A cop. Her favorite guest, the man who so fascinated her, albeit against her will, was a cop. And she'd never known, never guessed. How could she? He was quiet, unobtrusive and seemingly bent on nothing more than utterly and completely relaxing while he was here. They'd never talked much about personal things, partly because she sensed he came here to escape them. And, having some secrets of her own, she wasn't one to pry. She had, despite her fascination, left him to his solitude, sensing how much he needed the peace he got from this place.
She'd never suspected why he needed it so badly. Never suspected that when he left, he went back to a job that had one of the highest death rates in existence, and divorce and alcoholism rates even higher than that. She'd sensed that there was something beneath his surface calm, that his quiet demeanor was deceptive, that there was hidden fire there, but never had she expected that.
Cruz Gregerson was a cop.
It still made her feel oddly off balance. She'd welcomed him here, to this haven she'd built. She'd looked forward to his visits. And he was a cop.
"And now you've made him suspicious," she muttered, getting up to pace her room. "At the worst possible time."

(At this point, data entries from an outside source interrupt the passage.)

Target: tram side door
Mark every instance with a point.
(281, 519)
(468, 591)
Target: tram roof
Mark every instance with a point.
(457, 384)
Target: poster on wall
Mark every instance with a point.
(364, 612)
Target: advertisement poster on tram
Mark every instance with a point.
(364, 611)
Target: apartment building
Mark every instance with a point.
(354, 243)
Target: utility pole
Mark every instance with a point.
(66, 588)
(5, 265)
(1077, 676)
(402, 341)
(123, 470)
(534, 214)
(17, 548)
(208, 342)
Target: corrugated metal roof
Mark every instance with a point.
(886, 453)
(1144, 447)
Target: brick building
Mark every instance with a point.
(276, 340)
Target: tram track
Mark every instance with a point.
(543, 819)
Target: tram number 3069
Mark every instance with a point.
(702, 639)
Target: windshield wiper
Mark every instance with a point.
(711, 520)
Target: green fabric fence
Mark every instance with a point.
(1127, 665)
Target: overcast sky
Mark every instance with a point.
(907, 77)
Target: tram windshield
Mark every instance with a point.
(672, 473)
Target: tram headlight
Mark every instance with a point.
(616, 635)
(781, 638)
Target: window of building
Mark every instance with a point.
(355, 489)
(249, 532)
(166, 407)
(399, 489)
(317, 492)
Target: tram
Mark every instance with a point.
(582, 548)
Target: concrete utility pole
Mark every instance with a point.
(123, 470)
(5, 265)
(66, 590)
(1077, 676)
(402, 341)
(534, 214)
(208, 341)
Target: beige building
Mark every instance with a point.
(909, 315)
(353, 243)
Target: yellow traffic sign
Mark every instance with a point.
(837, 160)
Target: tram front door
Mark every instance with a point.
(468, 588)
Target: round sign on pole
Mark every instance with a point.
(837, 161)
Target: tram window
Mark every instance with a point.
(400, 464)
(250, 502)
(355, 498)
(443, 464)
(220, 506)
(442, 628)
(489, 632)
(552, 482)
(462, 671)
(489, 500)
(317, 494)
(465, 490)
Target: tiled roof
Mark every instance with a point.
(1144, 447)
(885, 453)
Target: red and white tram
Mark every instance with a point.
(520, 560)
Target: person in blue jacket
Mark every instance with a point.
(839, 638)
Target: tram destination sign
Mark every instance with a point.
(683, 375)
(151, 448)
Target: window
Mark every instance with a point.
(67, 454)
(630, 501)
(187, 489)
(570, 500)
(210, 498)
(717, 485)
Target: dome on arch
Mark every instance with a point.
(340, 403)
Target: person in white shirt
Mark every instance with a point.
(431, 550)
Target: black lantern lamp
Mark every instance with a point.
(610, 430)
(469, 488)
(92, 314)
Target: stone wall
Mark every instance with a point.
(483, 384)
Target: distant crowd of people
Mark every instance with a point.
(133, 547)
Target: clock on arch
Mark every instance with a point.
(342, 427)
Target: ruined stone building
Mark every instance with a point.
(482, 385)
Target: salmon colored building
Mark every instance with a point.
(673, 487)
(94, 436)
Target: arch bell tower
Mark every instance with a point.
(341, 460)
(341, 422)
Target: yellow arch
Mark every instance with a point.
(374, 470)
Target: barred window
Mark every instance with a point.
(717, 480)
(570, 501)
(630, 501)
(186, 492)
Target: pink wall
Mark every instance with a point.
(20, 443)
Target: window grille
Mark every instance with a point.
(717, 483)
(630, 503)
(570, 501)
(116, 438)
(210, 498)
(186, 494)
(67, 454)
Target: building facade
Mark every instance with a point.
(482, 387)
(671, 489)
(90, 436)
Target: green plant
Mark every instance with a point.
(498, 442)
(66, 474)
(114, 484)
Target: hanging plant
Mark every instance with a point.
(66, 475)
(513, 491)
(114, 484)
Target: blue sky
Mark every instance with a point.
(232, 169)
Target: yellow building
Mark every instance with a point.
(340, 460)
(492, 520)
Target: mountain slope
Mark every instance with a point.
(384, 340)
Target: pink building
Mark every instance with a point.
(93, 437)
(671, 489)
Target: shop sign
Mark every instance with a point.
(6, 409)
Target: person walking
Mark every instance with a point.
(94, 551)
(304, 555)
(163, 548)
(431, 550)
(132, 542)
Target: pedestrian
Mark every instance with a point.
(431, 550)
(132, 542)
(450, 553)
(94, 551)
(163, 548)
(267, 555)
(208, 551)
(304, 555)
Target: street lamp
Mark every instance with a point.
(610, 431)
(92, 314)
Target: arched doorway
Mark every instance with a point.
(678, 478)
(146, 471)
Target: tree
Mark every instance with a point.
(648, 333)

Just what she needed around here, a suspicious cop. That could endanger everything, could ruin all she was trying to do here.
She sat on the edge of her bed. It creaked, as usual, and she quickly stilled it, not wanting to awaken Melissa. The girl needed rest, badly.
She shouldn't have panicked, she thought miserably. All the times before, when Cruz was here, although perfectly friendly and congenial, he had never intruded on her any more than any other guest. He had never pried into her life or privacy, or asked her any questions she couldn't answer. She hadn't thought anything of it at the time, had just classified him as an innkeeper's dream guest: quiet, undemanding, pleasant.